Les sciences numériques, qui incluent l’impression 3D, bouleversent le métier de l’ingénieur : aide à la décision, analyse de masses de données, rapidité des calculs et des échanges, fabrication personnalisée, prothèses connectées…
L’appropriation de ces nouvelles technologies est primordiale et doit être intégrée dans les recherches. Le numérique crée des espoirs, mais aussi des angoisses, voire des fractures. Un des écueils serait de vouloir imposer nos savoirs technologiques et nos solutions dans des contextes où ils ne sont pas applicables. Nous devons donc nous éduquer et nous former, former nos étudiants à comprendre et intégrer des environnements dégradés. Il y a un enjeu d’ordre éthique à maintenir la dimension technologique à sa juste place, en analysant ce que l’on fait gagner, mais aussi ce que l’on fait perdre. L’impression 3D donne déjà un coup de main à des gens qui se débrouillent et qui s’approprient la technologie, en fabriquant des prothèses chez soi ou dans des fab labs. Dans les pays où HI intervient, elle ne doit pas être présentée comme une évolution substitutive, voire une révolution, mais comme une solution technique de plus dans la boite à outils, complémentaire à celles qui fonctionnent et structurent déjà le secteur.

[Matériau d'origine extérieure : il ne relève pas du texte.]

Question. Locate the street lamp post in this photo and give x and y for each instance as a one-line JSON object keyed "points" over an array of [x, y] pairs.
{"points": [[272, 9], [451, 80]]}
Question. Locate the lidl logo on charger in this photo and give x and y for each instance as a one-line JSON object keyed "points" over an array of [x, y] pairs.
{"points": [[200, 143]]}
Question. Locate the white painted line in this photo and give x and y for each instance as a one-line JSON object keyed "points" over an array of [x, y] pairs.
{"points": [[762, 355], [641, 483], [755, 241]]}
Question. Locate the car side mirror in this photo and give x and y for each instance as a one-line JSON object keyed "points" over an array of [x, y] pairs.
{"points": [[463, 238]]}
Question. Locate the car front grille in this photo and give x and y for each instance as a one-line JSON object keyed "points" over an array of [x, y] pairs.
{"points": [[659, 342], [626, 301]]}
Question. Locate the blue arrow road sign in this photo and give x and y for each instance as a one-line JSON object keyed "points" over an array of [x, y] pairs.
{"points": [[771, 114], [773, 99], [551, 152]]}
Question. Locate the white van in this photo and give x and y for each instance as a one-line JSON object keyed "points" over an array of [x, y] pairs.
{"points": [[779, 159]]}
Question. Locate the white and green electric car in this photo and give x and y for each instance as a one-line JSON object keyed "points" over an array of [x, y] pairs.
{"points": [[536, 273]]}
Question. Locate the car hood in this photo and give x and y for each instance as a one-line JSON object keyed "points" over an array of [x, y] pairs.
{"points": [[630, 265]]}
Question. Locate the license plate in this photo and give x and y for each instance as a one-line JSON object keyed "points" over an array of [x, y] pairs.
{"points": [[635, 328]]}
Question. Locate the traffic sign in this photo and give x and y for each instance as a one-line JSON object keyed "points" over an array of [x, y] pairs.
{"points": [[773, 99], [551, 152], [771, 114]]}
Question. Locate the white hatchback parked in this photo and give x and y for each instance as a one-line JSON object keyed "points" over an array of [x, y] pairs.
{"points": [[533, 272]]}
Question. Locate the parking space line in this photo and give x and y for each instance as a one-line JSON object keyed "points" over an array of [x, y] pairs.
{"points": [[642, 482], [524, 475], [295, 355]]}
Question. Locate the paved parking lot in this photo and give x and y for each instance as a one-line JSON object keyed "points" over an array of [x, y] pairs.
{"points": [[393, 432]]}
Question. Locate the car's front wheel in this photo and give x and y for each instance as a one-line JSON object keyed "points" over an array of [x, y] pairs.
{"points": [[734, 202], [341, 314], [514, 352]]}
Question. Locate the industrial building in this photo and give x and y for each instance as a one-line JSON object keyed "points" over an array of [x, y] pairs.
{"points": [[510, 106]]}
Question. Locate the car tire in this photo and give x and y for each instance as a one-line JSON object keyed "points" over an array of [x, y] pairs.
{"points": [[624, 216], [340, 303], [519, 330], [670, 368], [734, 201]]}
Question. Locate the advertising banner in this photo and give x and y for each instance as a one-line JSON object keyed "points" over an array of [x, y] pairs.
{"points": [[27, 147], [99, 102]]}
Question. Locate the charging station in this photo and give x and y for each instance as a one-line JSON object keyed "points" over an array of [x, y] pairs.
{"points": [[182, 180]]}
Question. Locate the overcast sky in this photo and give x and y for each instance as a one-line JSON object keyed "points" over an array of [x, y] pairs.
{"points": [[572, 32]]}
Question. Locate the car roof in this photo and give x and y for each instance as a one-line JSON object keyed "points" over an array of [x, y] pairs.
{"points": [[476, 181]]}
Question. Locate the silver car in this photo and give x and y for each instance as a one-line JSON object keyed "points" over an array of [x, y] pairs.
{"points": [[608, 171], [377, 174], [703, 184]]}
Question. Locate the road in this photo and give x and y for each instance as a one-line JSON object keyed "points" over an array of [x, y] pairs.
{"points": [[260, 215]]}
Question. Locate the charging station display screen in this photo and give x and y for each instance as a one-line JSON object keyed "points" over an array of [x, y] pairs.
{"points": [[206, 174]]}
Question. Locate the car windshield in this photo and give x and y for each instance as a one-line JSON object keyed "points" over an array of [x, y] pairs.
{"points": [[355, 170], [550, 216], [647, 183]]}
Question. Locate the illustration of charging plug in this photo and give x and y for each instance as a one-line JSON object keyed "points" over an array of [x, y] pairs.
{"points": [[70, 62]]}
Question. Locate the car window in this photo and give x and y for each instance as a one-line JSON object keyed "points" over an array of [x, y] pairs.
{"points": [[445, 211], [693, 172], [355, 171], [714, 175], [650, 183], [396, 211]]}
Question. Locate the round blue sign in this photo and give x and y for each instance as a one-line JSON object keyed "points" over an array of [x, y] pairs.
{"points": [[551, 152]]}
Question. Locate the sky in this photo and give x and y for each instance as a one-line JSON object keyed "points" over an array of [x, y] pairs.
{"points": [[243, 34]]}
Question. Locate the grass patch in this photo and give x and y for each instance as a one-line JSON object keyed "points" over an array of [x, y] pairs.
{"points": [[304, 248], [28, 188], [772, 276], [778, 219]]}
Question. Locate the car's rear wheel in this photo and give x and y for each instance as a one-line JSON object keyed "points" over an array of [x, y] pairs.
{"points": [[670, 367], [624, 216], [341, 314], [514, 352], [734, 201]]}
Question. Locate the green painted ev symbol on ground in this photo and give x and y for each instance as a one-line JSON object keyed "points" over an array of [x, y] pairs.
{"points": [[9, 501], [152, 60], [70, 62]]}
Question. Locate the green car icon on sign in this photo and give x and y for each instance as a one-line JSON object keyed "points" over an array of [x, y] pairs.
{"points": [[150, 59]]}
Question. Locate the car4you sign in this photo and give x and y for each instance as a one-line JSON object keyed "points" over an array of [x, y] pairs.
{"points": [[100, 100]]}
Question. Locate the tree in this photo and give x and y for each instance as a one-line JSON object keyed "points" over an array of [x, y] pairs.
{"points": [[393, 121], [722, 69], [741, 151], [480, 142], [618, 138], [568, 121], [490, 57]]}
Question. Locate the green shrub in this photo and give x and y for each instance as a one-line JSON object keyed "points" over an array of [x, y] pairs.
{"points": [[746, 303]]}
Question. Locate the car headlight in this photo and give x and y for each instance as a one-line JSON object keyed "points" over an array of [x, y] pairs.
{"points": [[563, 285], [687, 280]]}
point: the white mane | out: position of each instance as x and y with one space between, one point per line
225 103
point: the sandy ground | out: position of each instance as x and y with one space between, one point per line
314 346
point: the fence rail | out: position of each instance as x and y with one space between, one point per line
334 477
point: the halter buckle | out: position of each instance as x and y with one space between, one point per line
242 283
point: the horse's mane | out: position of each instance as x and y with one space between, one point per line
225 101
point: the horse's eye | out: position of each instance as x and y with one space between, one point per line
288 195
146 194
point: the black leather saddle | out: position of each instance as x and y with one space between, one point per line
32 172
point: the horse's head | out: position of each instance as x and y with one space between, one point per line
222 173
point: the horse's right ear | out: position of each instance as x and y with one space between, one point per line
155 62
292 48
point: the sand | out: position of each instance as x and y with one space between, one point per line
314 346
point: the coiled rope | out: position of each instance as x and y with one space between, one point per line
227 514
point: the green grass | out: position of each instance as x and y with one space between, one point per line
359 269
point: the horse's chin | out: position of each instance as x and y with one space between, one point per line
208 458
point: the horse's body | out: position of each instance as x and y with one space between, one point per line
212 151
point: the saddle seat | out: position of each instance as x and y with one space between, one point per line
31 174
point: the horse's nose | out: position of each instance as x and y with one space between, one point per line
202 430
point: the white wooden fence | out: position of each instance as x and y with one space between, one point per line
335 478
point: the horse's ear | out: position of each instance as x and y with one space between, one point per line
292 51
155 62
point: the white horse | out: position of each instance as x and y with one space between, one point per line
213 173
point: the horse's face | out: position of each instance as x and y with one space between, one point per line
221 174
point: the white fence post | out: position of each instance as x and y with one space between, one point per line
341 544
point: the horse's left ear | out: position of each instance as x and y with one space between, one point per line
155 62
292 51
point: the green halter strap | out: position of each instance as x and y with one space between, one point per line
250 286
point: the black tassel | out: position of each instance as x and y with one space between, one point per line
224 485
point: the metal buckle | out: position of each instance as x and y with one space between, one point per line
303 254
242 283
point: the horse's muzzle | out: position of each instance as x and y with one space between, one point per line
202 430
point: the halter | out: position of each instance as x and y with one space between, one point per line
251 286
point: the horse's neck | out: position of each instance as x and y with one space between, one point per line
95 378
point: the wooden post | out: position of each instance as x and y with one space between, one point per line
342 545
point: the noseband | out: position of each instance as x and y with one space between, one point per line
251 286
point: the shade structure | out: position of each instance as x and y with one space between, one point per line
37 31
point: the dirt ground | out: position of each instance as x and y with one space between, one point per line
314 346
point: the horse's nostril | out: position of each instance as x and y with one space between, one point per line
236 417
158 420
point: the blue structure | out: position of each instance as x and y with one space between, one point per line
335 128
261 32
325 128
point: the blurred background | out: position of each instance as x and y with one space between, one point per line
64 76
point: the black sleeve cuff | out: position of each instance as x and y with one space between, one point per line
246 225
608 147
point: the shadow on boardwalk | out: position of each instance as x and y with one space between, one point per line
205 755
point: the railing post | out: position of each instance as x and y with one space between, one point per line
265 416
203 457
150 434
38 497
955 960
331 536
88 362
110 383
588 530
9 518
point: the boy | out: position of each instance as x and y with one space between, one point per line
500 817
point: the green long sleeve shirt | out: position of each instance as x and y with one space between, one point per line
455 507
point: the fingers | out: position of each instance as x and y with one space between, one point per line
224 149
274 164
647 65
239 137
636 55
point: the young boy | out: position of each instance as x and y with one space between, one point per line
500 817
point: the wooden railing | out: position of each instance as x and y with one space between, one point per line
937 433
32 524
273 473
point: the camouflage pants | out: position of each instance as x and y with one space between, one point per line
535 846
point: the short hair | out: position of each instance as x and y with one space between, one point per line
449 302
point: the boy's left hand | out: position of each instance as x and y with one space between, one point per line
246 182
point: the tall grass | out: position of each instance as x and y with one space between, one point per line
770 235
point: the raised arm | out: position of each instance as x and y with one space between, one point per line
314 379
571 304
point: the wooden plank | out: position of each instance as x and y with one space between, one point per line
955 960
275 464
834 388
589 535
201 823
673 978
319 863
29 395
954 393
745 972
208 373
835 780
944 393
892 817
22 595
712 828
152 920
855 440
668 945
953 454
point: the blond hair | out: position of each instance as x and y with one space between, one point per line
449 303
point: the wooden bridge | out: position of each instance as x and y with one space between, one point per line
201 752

Il est essentiel d’impliquer les étudiants en doctorat ou en projets d’étude d’ingénieur, d’une part car ils sont très demandeurs de ces sujets porteurs de sens et d’autre part parce qu’ils ont aussi de belles idées qui méritent d’être développées.
En plus des questions purement techniques, nous, porteurs de la chaire Innovation for Humanity et nos collègues, devrons alors nous poser les questions qui restent fondamentales :
- Comment établir le champ des possibles sur place, en termes de logistique, réseaux, d’environnement d’intervention et de capacité d’appropriation par les populations locales ?
- Comment mobiliser les chercheurs, les élèves ingénieurs, les entreprises pour donner des clefs scientifiques à des défis humanitaires et comment intégrer les problématiques humanitaires dans nos formations ?
Aller plus loin : vers des drones de détection des mines plus intelligents
L’un des enjeux majeurs des interventions de Handicap International est également de sécuriser à plus long terme les zones ayant connu des conflits, notamment via le déminage humanitaire afin de rendre des terres saines le plus rapidement possible aux populations. L’usage de drones permet déjà de cartographier les zones à risques. Nous avons débuté des travaux dont l’objectif est de les doter de capteurs et d’analyser les données récoltées grâce à des techniques d’intelligence artificielle et d’apprentissage automatique, afin de détecter les signes de présence de mines comme la présence des carcasses d’animaux, de voitures ou des signes d’explosion. L’utilisation d’autres types de capteurs comme les capteurs infrarouges est une piste prometteuse pour déceler la présence de mines enterrées dans certains environnements.
Un autre enjeu est l’anticipation de la dynamique des crises humanitaires via la fouille, l’analyse automatique et la visualisation de données issues de sources très variées (réseaux sociaux, données socio-économiques, plans de villes ou réseaux d’axes routiers). On peut penser à la modélisation de mouvements de foule qui peuvent intervenir lors de catastrophes ou à la modélisation de la pandémie actuelle, les modèles classiques épidémiologiques comportant des limites pour prévoir la propagation d’une maladie. Un autre axe d’application majeure concernera la gestion des moyens à déployer sur le terrain, notamment l’optimisation de la logistique de livraison de matériel d’urgence dans le dernier kilomètre.
Auteurs
Cet article a été co-écrit avec Abder Banoune (spécialiste réadaptation, chez Handicap International) et Pierre Gallien (directeur de l’Innovation, chez Handicap International).